October 24, 2010

Crazy Monday Randomness

When you have free time on your hands and not so much to do with it your mind goes crazy. In a good way, that is. Your mind wanders and lets you remember things, lets you look at things differently, lets you dream and lets you hope. It shows you ideas, helps you imagine and it just goes round and round...with so much time and so much heavy work going on up there it's no wonder I'm feeling dizzy. So, here's what I liked about last week and what I'm looking forward to this week. In no particular order that is. ;)

♥  sunshine (finally!)
♥  lunch/dessert time with my friend before her departure (see you soon again N!!)
♥ Criminal Minds
♥  Halloween!!
♥  Quotes

I told you once I'm trying real hard to find happiness and tranquility.
It's not easy but it's what keeps me going. Every day I find something new that either makes me laugh, smile, or just enjoy life. This can vary from a quote or a colorful leaf to a movie or a weird comment on my facebook page. :) Apparently I need to wear big, pink fuzzy slippers to the grocery store!

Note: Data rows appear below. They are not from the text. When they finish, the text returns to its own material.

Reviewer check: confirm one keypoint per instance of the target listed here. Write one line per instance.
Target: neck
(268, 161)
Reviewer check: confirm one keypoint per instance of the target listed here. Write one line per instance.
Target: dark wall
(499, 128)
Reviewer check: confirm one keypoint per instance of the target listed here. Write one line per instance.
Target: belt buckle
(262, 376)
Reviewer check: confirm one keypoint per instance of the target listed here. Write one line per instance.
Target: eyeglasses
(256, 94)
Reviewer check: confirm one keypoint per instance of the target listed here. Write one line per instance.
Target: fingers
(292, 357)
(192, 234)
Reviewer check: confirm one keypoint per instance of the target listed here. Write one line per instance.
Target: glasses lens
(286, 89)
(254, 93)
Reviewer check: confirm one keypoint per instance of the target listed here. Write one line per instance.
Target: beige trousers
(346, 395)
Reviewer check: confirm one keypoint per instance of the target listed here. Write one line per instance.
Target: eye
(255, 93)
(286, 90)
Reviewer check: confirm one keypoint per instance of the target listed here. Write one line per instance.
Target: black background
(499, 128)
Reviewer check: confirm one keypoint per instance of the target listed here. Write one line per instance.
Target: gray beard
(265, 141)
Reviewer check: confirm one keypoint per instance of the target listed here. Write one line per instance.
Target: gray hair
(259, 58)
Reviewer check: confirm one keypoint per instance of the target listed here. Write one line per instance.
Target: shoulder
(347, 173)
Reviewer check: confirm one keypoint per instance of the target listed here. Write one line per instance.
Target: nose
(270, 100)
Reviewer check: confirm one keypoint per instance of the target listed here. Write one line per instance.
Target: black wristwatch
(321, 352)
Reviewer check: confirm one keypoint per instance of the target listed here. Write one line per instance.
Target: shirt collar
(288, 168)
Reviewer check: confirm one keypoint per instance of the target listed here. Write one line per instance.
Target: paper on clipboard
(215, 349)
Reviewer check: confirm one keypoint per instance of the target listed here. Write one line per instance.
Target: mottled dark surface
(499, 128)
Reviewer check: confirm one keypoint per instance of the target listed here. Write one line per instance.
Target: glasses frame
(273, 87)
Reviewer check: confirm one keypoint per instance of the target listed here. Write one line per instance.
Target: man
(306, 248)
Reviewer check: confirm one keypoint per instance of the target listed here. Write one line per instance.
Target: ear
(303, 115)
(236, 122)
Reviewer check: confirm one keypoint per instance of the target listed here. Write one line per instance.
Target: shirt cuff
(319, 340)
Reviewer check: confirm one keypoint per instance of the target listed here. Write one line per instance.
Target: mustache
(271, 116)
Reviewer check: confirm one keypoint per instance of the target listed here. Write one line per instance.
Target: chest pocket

So today I'm literally sharing random things with you.
Ready?! Yes? Good. ;)

A family is a place where minds come in contact with one another. If these minds love one another, the home will be as beautiful as a flower garden. But if these minds get out of harmony with one another it is like a storm that plays havoc with the garden.
the Buddha 

I love the above picture. It has fall written all over. At least I think so.

And another quote:

I'm thankful for my years spent with this family; for everything we shared, every chance we had to grow. I'll take the best of them and lead by their example; wherever I go. A friend told me to be honest with you, so here it goes. This isn't what I want, but I'll take the high road. maybe it's because I look at everything as a lesson, or I don't want to walk around angry. Or maybe it's because I finally understand. There are things we don't want to happen, but have to accept; things we don't want to know, but have to learn, and people we can't live without, but have to let go.
A.J. Cook

And since Halloween is pretty much around the corner and I miss it (if I ever get to have my own house, I will go crazy decorating!!)...here's some things I found and love. I told ya, very random.

all via tumblr

Oh yes, my mind goes crazy. Besides the above mentioned and all the cute little tumblr pictures I'm also constantly thinking about whether or not I should visit Louisiana or not, and if so, what kind of suitcase I should travel with and when so how I'm going to do all of this. Lots of thinking, lots of weird things, lots of ridiculous randomness it drives me nuts. I keep myself balanced with some of my favorite shows, nailpolish I need to use and can work with, Christmas presents (yes, I just need three more and I'm done!), laundry, and movies that keep me distracted, entertained and amused. :) It's not a lot, and it's not getting me anywhere but it's something. It's better than staying in bed with boredom. It's better than crying, and it's better than working where I used to work. Trust me on this, I am well aware that I need to work on my life and need to find a job and all that but you can also be very sure that I'm well aware of the fact that I'm better off without the job I had. Sometimes it takes longer to accept this, and it takes sometimes months or years to realize this but the time has come and I am grateful for that specific moment. It was some time this June where I was literally told I'm not good enough, practically stupid. I know I'm not, because honestly (and quite sadly) I was the only one in that work place with a college degree. This already told me that I'm not stupid, but I may just be different and not fit for this area or that work. I realized I needed something new, and needed something better. It's those moments that show the true face of life, and the true face of love. So, can you see where I'm going with this? No? Neither can I.
I'm telling you, it's been an awful week. Lots of ups and downs. More downs than ups and at times I just thought I'd lose it all together. Of course I didn't and I'm thankful for that. I was and slightly am a huge mess. However, I was able to book a flight to L.A., and look forward to time away and time in a place I miss and love. It's what counts, right? It's what should count no matter what. So, my crazy mind goes round and round and so far it doesn't seem to stop. Maybe better so. Let's hope it has something in store for me, something that will help me reach my happy goal, so I can spice this site up with more happier posts. Ok?! Okay!!!

With that said, I'm hoping you all had a fabulous weekend.
And let's hope you're all going to have an even better week...I know I will...starting with a visit to the dental lady. Yes. How fantastic for a Monday!! Just what I needed. 

The crazy little writer...

xoxo,


♥ Selma ♥

3 comments :

Sara said...

I hope you find their happiness and your peace of mind. I really do.

k said...

these were such great quotes! and that book looks gooooood. i think you have some exciting times coming up! i need to email you back;)

Unknown said...

Maybe LA has in store for you just what your soul is looking for. Then you can just be yourself and then nothing else matters, because things will fall into place once you fine the right path.